Durante todo o dia, servidores da capital e os chefes de agências das cidades de Itaperuna, Macaé e Campos aprenderam sobre as plataformas mantidas pelo IBGE e que podem colaborar para aproximar a coleta dos informantes, devolvendo os dados repassados em forma de conhecimento. As oficinas abordaram eixos teóricos, e, principalmente, as técnicas e didáticas a serem utilizadas no momento da transmissão deste conhecimento.
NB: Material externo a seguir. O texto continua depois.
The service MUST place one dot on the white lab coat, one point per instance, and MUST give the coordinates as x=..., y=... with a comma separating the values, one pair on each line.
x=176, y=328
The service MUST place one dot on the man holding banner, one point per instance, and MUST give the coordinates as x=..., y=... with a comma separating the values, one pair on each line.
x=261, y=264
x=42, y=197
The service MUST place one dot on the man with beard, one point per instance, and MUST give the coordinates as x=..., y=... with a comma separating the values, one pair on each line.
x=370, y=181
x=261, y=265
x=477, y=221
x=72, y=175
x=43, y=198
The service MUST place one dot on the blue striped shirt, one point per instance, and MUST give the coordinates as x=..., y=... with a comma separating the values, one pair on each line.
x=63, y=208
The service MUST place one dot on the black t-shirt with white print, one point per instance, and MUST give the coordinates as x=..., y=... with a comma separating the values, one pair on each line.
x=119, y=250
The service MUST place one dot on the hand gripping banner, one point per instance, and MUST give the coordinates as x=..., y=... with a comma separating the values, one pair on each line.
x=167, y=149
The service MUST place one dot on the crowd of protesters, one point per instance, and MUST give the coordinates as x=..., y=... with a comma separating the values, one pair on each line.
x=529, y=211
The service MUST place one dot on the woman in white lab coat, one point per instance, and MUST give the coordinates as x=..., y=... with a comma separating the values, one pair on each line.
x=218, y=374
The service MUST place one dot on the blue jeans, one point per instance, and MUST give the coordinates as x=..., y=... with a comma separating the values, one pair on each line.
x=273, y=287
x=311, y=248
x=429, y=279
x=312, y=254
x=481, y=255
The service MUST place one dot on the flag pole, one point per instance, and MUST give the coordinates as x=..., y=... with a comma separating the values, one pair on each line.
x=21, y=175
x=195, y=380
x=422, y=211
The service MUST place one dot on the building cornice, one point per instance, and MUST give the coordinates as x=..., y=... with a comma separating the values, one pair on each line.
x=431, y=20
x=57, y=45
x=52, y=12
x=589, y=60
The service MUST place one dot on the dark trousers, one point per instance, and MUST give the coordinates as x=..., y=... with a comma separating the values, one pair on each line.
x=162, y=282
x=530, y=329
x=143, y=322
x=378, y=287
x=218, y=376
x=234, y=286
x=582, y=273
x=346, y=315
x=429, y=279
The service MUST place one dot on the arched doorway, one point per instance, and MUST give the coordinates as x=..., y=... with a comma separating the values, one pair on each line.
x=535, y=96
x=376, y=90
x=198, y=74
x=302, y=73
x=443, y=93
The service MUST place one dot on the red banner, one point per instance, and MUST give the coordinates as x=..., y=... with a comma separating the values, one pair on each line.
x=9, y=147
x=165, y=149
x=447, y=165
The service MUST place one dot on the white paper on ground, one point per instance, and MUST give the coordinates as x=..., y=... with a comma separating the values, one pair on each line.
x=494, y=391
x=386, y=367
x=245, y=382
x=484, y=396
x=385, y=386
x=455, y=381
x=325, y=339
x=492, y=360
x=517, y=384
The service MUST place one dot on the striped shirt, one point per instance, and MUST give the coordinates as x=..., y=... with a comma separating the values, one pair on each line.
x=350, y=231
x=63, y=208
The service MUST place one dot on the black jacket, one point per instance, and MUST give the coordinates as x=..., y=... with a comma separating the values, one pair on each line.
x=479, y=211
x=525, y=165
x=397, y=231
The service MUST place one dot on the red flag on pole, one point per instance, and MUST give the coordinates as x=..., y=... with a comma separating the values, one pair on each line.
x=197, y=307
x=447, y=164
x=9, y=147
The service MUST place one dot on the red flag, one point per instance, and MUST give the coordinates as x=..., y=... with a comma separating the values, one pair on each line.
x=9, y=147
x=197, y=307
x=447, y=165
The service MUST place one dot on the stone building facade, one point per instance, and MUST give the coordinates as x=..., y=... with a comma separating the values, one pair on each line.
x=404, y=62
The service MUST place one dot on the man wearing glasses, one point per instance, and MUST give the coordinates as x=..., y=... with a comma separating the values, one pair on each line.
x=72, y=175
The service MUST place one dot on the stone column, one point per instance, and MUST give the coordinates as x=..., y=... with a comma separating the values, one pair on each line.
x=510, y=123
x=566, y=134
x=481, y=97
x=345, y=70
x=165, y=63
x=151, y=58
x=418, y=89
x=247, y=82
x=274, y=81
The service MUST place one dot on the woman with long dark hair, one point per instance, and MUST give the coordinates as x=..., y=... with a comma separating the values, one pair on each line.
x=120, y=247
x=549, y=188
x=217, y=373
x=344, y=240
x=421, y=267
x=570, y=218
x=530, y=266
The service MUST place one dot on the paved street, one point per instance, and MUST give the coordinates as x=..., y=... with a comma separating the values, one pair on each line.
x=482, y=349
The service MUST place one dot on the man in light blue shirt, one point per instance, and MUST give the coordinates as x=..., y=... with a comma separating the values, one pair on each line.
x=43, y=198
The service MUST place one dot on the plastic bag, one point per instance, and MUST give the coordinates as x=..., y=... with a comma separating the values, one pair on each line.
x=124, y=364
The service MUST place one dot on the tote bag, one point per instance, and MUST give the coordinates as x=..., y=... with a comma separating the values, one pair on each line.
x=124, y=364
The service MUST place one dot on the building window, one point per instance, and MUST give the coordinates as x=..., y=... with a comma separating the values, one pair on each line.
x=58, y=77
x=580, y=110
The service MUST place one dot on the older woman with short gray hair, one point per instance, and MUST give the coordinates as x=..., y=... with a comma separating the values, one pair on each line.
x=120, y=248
Na etapa relativa ao IBGEeduca, a abertura foi realizada pelo Gerente de Assuntos Educacionais, Marcos Balster. Em seguida, a servidora Renata Cristina Freire Corrêa, enfatizou a trajetória do projeto nas escolas espalhadas pelo Brasil e deu insumos aos participantes para que entendessem como apresentar o IBGEeduca, que oferece conteúdos lúdicos e atualizados sobe o território e a população brasileira.

Em seguida, explicou a estrutura do site e como as informações estão disponibilizadas dentro dele, bem como as linguagens e recursos utilizados para comunicação com o público-alvo. “Este encontro é uma via de mão dupla. Além de multiplicar o efeito do IBGEeduca, pois as pessoas que trabalham na coleta estão em contato com municípios e, frequentemente, fazem reuniões nas secretarias de educação, por exemplo, eles nos inspiram em possíveis novos conteúdos e projetos. Saímos daqui hoje com novas ideias, com percepções de outras demandas que podemos fazer”, disse Renata.